In [3]:
"""
DAT257x: Reinforcement Learning Explained
Lab 4: Dynamic Programming
Exercise 4.2 Policy Evaluation using in-place method

Policy Evaluation calculates the value function for a policy, given the policy and the full definition 
of the associated Markov Decision Process.  The full definition of an MDP is the set of states,
the set of available actions for each state, the set of rewards, the discount factor, and the state/reward
""" 
# transition function.

import test_dp               
import gridworld_mdp as gw

In [4]:
"""
**Implement the algorithm for Iterative Policy Evaluation using the in-place approach**.
In the in-place approach, one array holds the values being estimated for each state and the same array is used
for estimates of states needed by the algorithm.

A empty function **policy_eval_in_place** is provided below; implement the body of the function to correctly
calculate the value of the policy using the 2 array approach. The function defines 5 parameters - a definition
of each parameter is given in the comment block for the function.
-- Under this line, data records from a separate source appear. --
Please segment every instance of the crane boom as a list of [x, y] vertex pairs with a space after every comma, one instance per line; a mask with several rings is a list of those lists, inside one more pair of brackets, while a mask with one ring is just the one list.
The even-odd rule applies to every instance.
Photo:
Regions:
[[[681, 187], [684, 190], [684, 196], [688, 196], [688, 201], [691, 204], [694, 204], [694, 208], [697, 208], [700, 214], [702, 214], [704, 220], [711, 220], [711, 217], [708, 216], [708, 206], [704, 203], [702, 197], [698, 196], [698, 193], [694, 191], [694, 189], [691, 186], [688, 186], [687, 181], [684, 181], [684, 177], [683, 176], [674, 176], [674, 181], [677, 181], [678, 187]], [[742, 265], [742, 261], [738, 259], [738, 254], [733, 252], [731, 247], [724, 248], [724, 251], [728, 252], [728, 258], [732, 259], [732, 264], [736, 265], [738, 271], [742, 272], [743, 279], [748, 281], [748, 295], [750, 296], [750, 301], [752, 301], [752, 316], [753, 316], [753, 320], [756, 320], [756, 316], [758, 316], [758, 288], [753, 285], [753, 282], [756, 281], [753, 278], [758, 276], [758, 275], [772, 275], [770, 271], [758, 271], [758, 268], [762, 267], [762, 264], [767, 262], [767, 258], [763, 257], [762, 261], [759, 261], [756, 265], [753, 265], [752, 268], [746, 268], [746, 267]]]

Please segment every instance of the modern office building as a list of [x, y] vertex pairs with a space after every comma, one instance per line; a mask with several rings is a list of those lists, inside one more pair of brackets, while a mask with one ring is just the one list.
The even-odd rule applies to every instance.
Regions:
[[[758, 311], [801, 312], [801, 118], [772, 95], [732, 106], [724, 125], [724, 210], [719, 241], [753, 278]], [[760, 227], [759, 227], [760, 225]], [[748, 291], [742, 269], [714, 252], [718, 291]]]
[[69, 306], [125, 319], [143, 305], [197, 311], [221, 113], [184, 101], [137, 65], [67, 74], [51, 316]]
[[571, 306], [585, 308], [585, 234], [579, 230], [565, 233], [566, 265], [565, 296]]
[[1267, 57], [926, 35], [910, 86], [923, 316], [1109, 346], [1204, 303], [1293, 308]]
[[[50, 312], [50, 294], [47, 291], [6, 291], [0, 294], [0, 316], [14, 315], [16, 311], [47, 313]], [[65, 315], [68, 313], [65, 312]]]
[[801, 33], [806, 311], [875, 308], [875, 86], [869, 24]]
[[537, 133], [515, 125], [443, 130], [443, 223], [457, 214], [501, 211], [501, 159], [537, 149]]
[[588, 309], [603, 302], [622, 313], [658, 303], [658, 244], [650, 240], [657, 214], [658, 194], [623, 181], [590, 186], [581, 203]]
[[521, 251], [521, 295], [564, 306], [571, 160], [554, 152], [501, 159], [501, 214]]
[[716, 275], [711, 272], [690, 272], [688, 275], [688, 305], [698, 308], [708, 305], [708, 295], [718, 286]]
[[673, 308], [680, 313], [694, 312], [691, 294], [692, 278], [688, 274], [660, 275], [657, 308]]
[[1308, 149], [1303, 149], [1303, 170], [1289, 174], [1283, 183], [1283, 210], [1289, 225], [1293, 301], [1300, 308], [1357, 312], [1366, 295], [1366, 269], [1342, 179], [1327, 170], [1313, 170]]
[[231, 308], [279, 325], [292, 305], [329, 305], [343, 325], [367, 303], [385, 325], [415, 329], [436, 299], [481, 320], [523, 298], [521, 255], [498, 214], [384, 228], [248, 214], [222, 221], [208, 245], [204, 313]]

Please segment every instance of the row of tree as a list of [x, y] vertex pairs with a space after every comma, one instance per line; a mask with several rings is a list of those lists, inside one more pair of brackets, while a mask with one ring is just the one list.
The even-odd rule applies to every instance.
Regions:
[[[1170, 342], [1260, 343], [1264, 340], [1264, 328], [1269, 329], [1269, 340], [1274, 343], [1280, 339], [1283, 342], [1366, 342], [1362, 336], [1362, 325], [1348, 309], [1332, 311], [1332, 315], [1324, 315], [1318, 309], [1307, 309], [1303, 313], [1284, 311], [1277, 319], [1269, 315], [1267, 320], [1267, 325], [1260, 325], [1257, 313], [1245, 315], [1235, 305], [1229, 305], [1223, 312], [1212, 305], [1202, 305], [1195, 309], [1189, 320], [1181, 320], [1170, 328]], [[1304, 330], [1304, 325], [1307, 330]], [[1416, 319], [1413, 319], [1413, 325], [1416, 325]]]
For sample parameter values, see the calling code
in the cell following the function.

This function uses the two-array approach to evaluate the specified policy for the specified MDP:

'state_count' is the total number of states in the MDP. States are represented as 0-relative numbers.
'gamma' is the MDP discount factor for rewards.
'theta' is the small number threshold to signal convergence of the value function (see Iterative Policy Evaluation algorithm).
'get_policy' is the stochastic policy function - it takes a state parameter and returns list of tuples, 
    where each tuple is of the form: (action, probability).  It represents the policy being evaluated.
'get_transitions' is the state/reward transiton function.  It accepts two parameters, state and action, and returns
    a list of tuples, where each tuple is of the form: (next_state, reward, probabiliity).  
    
"""

def policy_eval_in_place(state_count, gamma, theta, get_policy, get_transitions):
    V = state_count*[0]

    while True:
        delta = 0
        for s in range(state_count):
            v = V[s]
            a = 0
            for action, action_prob in get_policy(s):
                transitions = get_transitions(state=s, action=action)
                for (trans) in transitions:
                    next_state, reward, probability = trans    # unpack tuple
                    a += action_prob * probability * (reward + gamma * V[next_state])    
            V[s] = a    
            delta = max(delta, abs(v - V[s]))
        if (delta < theta): break
    return V

In [5]:
# First, test our function using the MDP defined by gw.* functions.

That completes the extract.